Is Print Dead?

Posted on November 17, 2015 by David Yovich

Trade Magazine Advertising

If you talk to printers, magazines, and even newspapers print is making a surge. But at the same time printers have invested in digital presses for shorter runs, magazines push their website banner ads, and newspapers tout the in-app advertising capabilities. Which begs the question, is print dead? No, print is not dead. It’s simply redefined.

Advertising and marketing is more then communicating a message, it’s the ability to effectively communicate a message that not only resonates with the target audience, but has the opportunity to be heard.

The perception of direct mailers with many clients is that they are old, expensive, and ineffective tactics in today’s modern age of digital. But, direct mailers were more ineffective 15 years ago when mailboxes where full of junk mail. Today, direct mailers have more of an ability to break through the noise then email blasts. On average, email campaigns produce a .01% response rate, compared to the 3.7% produced by direct mailers (DMA Response Rate Report 2015). However, direct mailers are more expensive, harder to track, and take a high effort of deployment. Direct mailers work, but only as a part of your overall mixed media marketing approach and never as a stand-alone strategy.

Although PDF’s existed since the early 1990’s, it was in the late 90’s when printers started to really worry. PDF’s allowed companies to discard expensive print runs and deliver catalogs, brochures, and anything else in a PDF format downloadable on their website or other delivery means. Fast forward to today, with the addition of responsive websites, mobile applications, and the accessibility of video, why would any company need a brochure? Print is tangible. A brochure is something that can be held and information disseminated independent of a screen. There is an automatic perceived value with a brochure. It can be filed, stacked in a pile, or sat on a corner of a desk for easy reference later. Just as in direct mailers, it should only be a part of the overall mixed media. The choice between revamping the website or developing a brochure is easy, the website. Large runs that print salesman push in order to save a few dollars on the per-piece run is as obsolete as the brochures will be in one or two years. When thinking about brochures it is important that the brochure is designed with the big picture. The brand/product imagery, unique selling points, easy to scan bullet points, limited reference data, and should direct viewers to the website for specifics.

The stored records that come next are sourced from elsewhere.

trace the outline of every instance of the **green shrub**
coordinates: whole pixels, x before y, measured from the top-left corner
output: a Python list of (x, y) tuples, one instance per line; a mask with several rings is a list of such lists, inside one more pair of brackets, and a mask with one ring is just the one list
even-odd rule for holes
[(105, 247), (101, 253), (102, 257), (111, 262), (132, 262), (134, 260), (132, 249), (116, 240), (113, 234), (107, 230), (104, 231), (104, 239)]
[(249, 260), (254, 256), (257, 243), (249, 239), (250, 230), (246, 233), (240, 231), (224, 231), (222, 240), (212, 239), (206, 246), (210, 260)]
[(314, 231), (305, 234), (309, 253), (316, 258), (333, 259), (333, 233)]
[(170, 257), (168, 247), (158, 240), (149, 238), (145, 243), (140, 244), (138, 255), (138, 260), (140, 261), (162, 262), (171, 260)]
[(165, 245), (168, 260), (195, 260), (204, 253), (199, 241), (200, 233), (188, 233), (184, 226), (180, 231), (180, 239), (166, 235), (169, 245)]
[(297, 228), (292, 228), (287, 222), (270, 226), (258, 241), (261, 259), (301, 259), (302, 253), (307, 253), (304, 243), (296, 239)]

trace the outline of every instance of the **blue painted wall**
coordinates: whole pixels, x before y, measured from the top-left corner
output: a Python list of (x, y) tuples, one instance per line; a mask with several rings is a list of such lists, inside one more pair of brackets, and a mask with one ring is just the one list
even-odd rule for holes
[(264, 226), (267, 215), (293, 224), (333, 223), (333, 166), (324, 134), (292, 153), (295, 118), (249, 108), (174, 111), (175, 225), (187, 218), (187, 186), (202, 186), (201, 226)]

Print ads don’t work, unless it’s a trade magazine, local magazine, or a highly specific consumer magazine. All of which are very effective. Trade magazines are a phenomenal marketing resource. They cover topics your costumers want to read, which translates to high readership. More and more companies are shifting to trade web advertising and minimizing the print buys to cut cost. This is a mistake. A solid media placement mix, which includes trade print, is a must. Web banners do not have the brand impact like a print campaign.

Trade magazines offer direct emails, newsletter sponsorship, and a variety of other digital marketing services, but the print ads are king. Print trade ads reinforce the brand/company message your sales force is touting to the market.

Consumer magazines are a much different story. National consumer magazine print ads are a budget drainer, which should be replaced with strategies that produce higher effectiveness in both performance and cost. With one exception, highly targeted national consumer publications, such as Woodworking Magazine if you sell products to woodworkers or Classic Car Magazine if you specialize in selling replica and aftermarket parts. National magazine advertising can also be replaced with local lifestyle magazines, which produce higher readerships, better engagement, and a much more targeted approach.

Consumer magazine print ads have their place, but effective implementation must take different creative approaches.

Print is not dead, but the old methods of implementing print are. Print does not offer measurable statistical results such as digital, but never underestimate the branding power of print.